Today’s Google doodle celebrates tea. Photograph: Google
Today’s Google doodle celebrates tea. Photograph: Google

A brief history of tea in the UK

This article is more than 7 years old

Google is marking the beginning of Britain’s love affair with the humble cuppa with one of its homepage doodles

John Wesley deplored it, Samuel Pepys was an early adopter and George Orwell wrote an essay on how to make it perfectly – for 358 years, the British people have had a love affair with tea. Today, Google is celebrating the nation’s favourite drink with a doodle. The quirky animation shows a teabag with a union jack tag (followed by a strainer, sugar, milk and honey) being dunked in a succession of cheerful cups.

On 23 September 1658, the London republican newspaper Mercurius Politicus carried the first advert for tea in the British isles, announcing that a “China drink called by the Chinese, Tcha, by other Nations Tay alias Tee” was available in a coffee house in the city. But it was tea addict Catherine of Braganza – wife of Charles II – who turned it into a fashionable drink.

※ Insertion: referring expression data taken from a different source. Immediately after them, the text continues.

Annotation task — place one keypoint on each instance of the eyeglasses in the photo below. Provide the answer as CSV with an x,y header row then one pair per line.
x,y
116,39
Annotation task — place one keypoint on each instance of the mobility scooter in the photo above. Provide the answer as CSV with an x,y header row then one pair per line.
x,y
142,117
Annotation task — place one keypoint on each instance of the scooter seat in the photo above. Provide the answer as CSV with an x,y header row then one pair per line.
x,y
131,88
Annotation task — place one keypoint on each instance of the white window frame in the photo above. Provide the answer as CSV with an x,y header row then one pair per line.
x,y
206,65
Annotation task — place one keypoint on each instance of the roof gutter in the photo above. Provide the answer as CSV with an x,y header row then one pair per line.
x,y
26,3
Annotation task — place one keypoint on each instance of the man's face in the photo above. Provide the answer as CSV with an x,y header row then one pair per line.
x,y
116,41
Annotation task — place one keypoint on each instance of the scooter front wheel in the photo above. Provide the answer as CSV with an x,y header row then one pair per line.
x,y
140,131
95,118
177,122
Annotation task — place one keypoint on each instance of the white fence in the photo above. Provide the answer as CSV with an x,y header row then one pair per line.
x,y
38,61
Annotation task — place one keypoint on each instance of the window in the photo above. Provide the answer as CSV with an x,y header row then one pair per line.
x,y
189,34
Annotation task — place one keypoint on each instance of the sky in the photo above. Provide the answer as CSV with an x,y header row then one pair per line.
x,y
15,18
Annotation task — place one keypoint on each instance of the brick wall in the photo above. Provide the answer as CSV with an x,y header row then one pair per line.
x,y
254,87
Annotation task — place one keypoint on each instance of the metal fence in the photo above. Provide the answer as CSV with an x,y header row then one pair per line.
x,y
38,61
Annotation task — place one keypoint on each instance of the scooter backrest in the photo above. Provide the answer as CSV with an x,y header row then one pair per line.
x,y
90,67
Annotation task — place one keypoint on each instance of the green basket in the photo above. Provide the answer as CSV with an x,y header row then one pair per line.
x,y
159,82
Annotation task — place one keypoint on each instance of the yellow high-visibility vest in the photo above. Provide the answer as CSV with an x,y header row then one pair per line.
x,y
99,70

A 1792 Gillray cartoon shows the ‘Anti-Saccharrites – John Bull and his family leaving off the use of sugar’ in their tea.
A 1792 Gillray cartoon shows the ‘Anti-Saccharrites – John Bull and his family leaving off the use of sugar’ in their tea. Photograph: Rischgitz/Getty Images

Soon the middle classes were drinking it, huge taxes were whacked on it, and tea-smuggling became a serious problem. It took William Pitt the Younger to see sense and remove the taxes before the working class could afford to settle down for a nice brew. By the mid-18th century, tea had became the country’s most popular drink – pushing ale and gin from their place in British hearts.

Before long, the East India Company was using tea clippers, such as the Cutty Sark, to bring the harvest from India and China as fast as possible, and, in 1908, the teabag was invented, revolutionising the making of the 165m cups of tea drunk in the UK every day.

Yet tea time is now under threat. It has been five years since ordinary teabag sales started to fall (5% this year to £614m), apparently because younger people have fallen out of love with builder’s brew. While a third of 55- to 64-year-olds have a restorative cup of char more than five times a day, only 16% of 16- to 34-year-olds do the same. Sales of green tea, on the other hand, have shot up.

One thing that is not yet over is the storm in a teacup: in June, Aung San Suu Kyi was slammed as a “disgrace” by the grandson of former dictator General Ne Win – for serving Lipton tea at a banquet. “It should be at least Twinning’s [sic] Earl Grey or Fortnum and Mason’s Queen Anne Tea,” he wrote on Facebook.

  • This article was amended on 23 September to correct references to the United Kingdom in 1658. The United Kingdom came into existence in 1707.